An account of sex workers’ rights in Europe in 2016
Today, on the International Day to End Violence Against Sex Workers, ICRSE calls on European LGBT, women’s rights, feminist, migrant and other human rights organisations to join our fight to challenge stigma against sex workers and support the sex worker movement’s demands for decriminalisation and safe working conditions.
2016 has seen a marked increase in the number of laws and policies criminalising sex work in Europe and Central Asia, as the majority of governments has chosen to tackle social issues through punitive, rather than social measures. While many countries, such as Albania, Armenia, Russia, and Ukraine maintain the harmful direct criminalisation and penalisation of sex workers, others have introduced “End Demand” models following the example of Sweden, claiming that they wish to boost gender equality.
In France, where the overwhelming majority of sex workers opposed the criminalisation of their clients, half a year after the law entered into force it is reported that the bargaining power of sex workers is greatly reduced, sex workers have lost a significant portion of their income, which pushed them even more into precarious working conditions, having to take on aggressive clients they had the ability to refuse before. Less in the spotlight in Europe, Serbia has introduced amendments to its public order law to criminalise clients as well as increasing the punishment for sex workers, who can now be imprisoned for up to 60 days if unable to pay the huge fines they receive.
Another negative trend that we witnessed in some parts of the region is an increased tendency to limit sex work by subjecting it to meticulous state control and surveillance through legalisation. In Germany, where the sex work legislation had been considered as of the most liberal in Europe, the ‘Prostitutes Protection Law’ passed this year by the German parliament will raise the stigmatisation of sex workers to a new level.
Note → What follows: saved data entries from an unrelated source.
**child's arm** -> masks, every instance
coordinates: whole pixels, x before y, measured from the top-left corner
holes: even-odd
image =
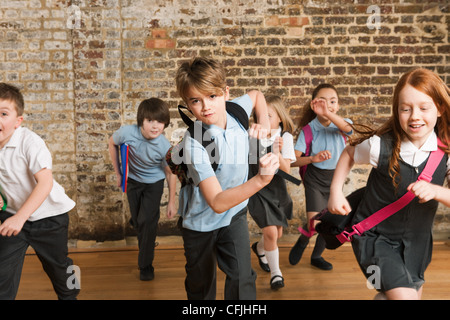
[[[354,146],[345,147],[336,165],[330,186],[330,198],[328,200],[328,210],[331,213],[346,215],[351,211],[350,204],[345,198],[342,188],[347,175],[355,163],[354,155]]]
[[[303,152],[295,150],[295,157],[297,160],[291,164],[291,167],[303,167],[311,163],[318,163],[331,159],[331,152],[328,150],[322,150],[319,153],[309,157],[302,157],[302,155]]]
[[[247,182],[222,190],[216,176],[211,176],[200,182],[200,191],[211,209],[216,213],[222,213],[247,200],[269,184],[278,167],[278,156],[268,153],[259,159],[258,174]]]
[[[169,186],[169,203],[167,204],[167,218],[172,219],[177,214],[175,209],[175,191],[177,186],[177,176],[172,173],[169,166],[164,168],[167,185]]]
[[[276,137],[273,143],[273,152],[278,155],[278,161],[280,162],[280,170],[289,173],[291,169],[291,159],[283,158],[283,138]]]
[[[270,121],[269,114],[267,113],[266,98],[264,98],[262,92],[258,90],[251,90],[247,92],[247,94],[253,102],[253,108],[255,110],[256,119],[258,119],[258,124],[261,125],[262,129],[266,130],[265,134],[267,135],[267,133],[270,132]]]
[[[108,143],[109,155],[111,157],[111,162],[114,167],[114,172],[116,174],[117,186],[122,186],[122,173],[120,172],[120,162],[119,162],[119,147],[114,143],[114,139],[111,136]]]
[[[52,170],[44,168],[34,175],[36,186],[22,207],[12,217],[8,218],[0,225],[2,236],[16,236],[24,223],[35,212],[50,194],[53,187]]]
[[[352,132],[351,125],[336,113],[330,112],[323,99],[314,99],[311,102],[312,109],[317,115],[322,115],[334,123],[344,133]]]
[[[450,189],[426,181],[417,181],[408,186],[408,190],[419,198],[420,203],[432,199],[439,201],[443,205],[450,207]]]

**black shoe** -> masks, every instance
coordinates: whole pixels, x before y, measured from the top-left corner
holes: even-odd
[[[289,263],[293,266],[295,266],[300,259],[302,258],[303,251],[305,251],[305,248],[308,246],[308,241],[304,241],[304,236],[298,237],[297,242],[292,247],[291,251],[289,252]]]
[[[140,269],[140,271],[141,274],[139,276],[139,279],[141,279],[141,281],[150,281],[155,278],[155,269],[153,268],[153,266],[142,268]]]
[[[261,267],[261,269],[263,269],[265,272],[270,272],[270,267],[268,263],[264,263],[262,262],[261,258],[265,257],[265,254],[259,255],[258,254],[258,250],[256,249],[256,246],[258,245],[258,242],[255,242],[254,244],[252,244],[252,250],[253,252],[256,254],[256,256],[258,257],[258,261],[259,261],[259,266]]]
[[[275,278],[278,278],[278,280],[272,281]],[[276,275],[276,276],[273,276],[272,279],[270,279],[270,288],[272,290],[278,290],[283,287],[284,287],[284,278],[282,276]]]
[[[311,258],[311,264],[314,267],[317,267],[322,270],[332,270],[333,269],[333,265],[331,263],[329,263],[328,261],[325,261],[325,259],[322,257],[315,258],[315,259]]]

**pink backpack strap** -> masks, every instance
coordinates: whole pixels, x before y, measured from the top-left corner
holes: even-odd
[[[308,157],[311,154],[311,144],[313,140],[311,126],[307,124],[302,128],[302,131],[303,134],[305,135],[305,144],[306,144],[305,156]]]
[[[305,135],[305,144],[306,144],[305,153],[302,156],[308,157],[311,154],[311,144],[312,144],[312,140],[313,140],[311,126],[309,124],[307,124],[306,126],[304,126],[302,128],[302,131],[303,131],[303,134]],[[307,166],[301,166],[299,168],[300,177],[302,179],[305,176],[306,167]]]
[[[442,145],[442,143],[439,139],[438,139],[438,145]],[[439,163],[441,162],[444,154],[445,154],[445,152],[442,151],[439,147],[437,148],[437,150],[431,152],[430,157],[428,158],[427,164],[425,165],[425,168],[422,170],[422,173],[417,178],[417,181],[425,180],[427,182],[431,182],[431,179],[433,178],[433,174],[436,171],[436,168],[439,166]],[[367,230],[372,229],[373,227],[375,227],[377,224],[379,224],[383,220],[389,218],[397,211],[403,209],[414,198],[415,198],[414,193],[412,193],[411,191],[407,191],[397,201],[378,210],[377,212],[372,214],[370,217],[364,219],[360,223],[353,225],[352,230],[343,231],[341,234],[337,235],[336,238],[338,238],[338,240],[341,243],[344,243],[346,241],[352,241],[352,237],[355,234],[360,236]]]

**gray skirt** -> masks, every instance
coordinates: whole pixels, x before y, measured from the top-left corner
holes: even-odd
[[[319,169],[314,165],[308,165],[303,179],[307,212],[320,212],[328,206],[333,174],[334,170]]]

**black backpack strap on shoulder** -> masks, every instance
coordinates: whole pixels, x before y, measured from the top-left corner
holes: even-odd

Sex workers will only be able to work legally if they undergo forced registration through obligatory counselling and evaluation of one's mental status by a state authority, all in the name of preventing trafficking. Similarly, Dutch municipalities continue to erode sex workers’ rights by using their authority for municipal regulation with numerous arbitrary by-laws, particularly in bigger cities, such as Amsterdam, Rotterdam, The Hague, and Utrecht.
2016 also saw a rising influx of migrants to the European region. As a result of the criminalisation of migration, repressive immigration and asylum policies, xenophobia and poverty, many refugees, asylum seekers and undocumented migrants might feel they have little choice but to sell sex. A large number of people also migrate to and across Europe in order to find work in the sex industry, due to the lack of social and economic opportunities in their respective home countries, the need to escape from oppressive family arrangements, patriarchal relations, misogyny and trans- or homophobia. Instead of solidarity and support, migrant sex workers face repeated police raids and so-called rescue operations, which force them to work underground, increase their vulnerability to exploitation and frequently result in their repatriation or deportation.
Amidst all these backlashes, sex worker activists remained resilient across the region. They denounced policy attempts to curb their rights, mass mobilised against murders of community members, advocated at decision-making levels and provided essential community care that is much more needed than ever before.
ICRSE and its members worked together with civil society groups, such as Amnesty International and Transgender Europe on their positions for sex work decriminalisation, organised meetings to challenge misguided anti-trafficking policies that significantly heighten sex workers’ vulnerability to abuse, violence and exploitation and campaigned to counter harmful abolitionist feminist notions of sex work that depict sex workers as “prostituted women” without agency who are victims of male violence.